Excerpt from The Captains Room, Etc
Perhaps the most eventful day in the story of which I have to tell, was that on which the veil of doubt and misery which had hung before the eyes of Lal Rydquist for three long years was partly lifted. It was so eventful, that I venture to relate what happened on that day first of all, even though it tells half the story at the very beginning. That we need not care much to consider, because, although it is the story of a great calamity long dreaded and happily averted, it is a story of sorrow borne bravely, of faith, loyalty, and courage. A story such as one loves to tell, because, in the world of fiction, at least, virtue should always triumph, and true hearts be rewarded.
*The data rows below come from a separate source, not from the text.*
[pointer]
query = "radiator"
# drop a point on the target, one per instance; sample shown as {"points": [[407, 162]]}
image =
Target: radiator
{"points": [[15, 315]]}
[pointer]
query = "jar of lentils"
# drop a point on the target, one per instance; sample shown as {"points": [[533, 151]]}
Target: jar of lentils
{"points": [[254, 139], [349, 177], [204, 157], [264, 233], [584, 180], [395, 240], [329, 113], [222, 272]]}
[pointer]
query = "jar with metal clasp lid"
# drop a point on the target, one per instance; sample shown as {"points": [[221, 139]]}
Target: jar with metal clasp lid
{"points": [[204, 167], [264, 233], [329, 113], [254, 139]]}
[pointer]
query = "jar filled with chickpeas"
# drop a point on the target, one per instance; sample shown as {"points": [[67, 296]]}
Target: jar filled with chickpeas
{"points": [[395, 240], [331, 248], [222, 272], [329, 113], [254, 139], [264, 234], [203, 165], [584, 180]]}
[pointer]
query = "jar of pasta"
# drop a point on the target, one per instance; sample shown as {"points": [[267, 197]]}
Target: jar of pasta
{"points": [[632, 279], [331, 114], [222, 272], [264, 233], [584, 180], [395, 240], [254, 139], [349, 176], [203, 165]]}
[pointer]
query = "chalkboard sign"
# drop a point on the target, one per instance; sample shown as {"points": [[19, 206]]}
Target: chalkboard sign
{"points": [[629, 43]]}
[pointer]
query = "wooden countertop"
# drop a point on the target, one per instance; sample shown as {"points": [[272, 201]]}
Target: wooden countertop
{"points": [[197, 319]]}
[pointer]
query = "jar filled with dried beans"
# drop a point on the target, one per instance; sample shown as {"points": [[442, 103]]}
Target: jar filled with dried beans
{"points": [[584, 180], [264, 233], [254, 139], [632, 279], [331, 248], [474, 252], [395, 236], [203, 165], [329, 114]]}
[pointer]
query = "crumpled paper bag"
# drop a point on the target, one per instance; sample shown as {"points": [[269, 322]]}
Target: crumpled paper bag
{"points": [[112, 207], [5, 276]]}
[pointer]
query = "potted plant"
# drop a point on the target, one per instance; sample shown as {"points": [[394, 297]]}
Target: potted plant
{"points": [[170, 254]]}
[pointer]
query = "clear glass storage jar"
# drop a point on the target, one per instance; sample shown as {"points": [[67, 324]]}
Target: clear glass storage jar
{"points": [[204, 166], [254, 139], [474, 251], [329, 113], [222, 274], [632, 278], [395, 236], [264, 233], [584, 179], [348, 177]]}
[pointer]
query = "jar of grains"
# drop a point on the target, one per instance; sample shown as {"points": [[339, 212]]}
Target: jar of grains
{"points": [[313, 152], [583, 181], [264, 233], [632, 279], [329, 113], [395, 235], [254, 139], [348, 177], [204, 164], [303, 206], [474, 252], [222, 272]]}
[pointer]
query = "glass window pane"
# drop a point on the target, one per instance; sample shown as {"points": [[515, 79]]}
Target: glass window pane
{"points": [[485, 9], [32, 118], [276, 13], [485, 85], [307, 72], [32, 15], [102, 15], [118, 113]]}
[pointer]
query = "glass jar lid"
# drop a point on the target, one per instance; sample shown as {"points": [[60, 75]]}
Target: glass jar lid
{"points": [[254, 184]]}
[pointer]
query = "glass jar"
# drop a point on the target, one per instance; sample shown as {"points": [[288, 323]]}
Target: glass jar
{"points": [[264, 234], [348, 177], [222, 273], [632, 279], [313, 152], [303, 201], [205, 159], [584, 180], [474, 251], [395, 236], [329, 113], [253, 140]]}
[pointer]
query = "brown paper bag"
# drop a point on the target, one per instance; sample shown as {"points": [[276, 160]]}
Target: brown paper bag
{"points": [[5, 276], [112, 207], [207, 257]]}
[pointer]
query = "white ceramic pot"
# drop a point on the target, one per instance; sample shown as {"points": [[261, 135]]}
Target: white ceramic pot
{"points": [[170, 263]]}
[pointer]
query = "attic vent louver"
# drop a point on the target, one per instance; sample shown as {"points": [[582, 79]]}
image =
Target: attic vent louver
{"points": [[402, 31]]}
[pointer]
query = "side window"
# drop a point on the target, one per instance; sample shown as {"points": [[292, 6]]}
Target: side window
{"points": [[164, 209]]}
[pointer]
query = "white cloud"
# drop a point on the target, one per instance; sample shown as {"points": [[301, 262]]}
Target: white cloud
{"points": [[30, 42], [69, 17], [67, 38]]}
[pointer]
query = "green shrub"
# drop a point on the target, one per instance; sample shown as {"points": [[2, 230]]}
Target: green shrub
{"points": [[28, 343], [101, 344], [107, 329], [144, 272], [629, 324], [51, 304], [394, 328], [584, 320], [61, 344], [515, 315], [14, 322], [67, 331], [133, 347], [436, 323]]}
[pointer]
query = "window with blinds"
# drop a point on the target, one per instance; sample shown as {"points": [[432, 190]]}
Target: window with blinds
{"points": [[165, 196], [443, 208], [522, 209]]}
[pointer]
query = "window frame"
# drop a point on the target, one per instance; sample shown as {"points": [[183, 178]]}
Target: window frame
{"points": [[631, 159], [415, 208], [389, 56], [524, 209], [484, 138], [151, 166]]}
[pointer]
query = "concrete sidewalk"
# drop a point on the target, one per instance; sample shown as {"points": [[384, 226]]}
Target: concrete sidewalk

Wherefore, if there be any who love to read of the mockeries of fate, the wasting of good women"s love, the success of craft and treachery, instances of which are not wanting in the world, let them go elsewhere, or make a Christmas tale for themselves; and their joy bells, if they like it, shall be the funeral knell, and their noels a dirge beside the grave of ruined and despairing innocence, and for their feast they may have the bread and water of affliction.
The name of the girl of whom we are to speak was Alicia Rydquist, called by all her friends Lal; the place of her birth and home was a certain little-known suburb of London, called Rotherhithe. She was not at all an aristocratic person, being nothing but the daughter of a Swedish sea-captain and an English wife. Her father was dead, and, after his death, the widow kept a captains boarding-house, which of late, for reasons which will presently appear, had greatly risen in repute.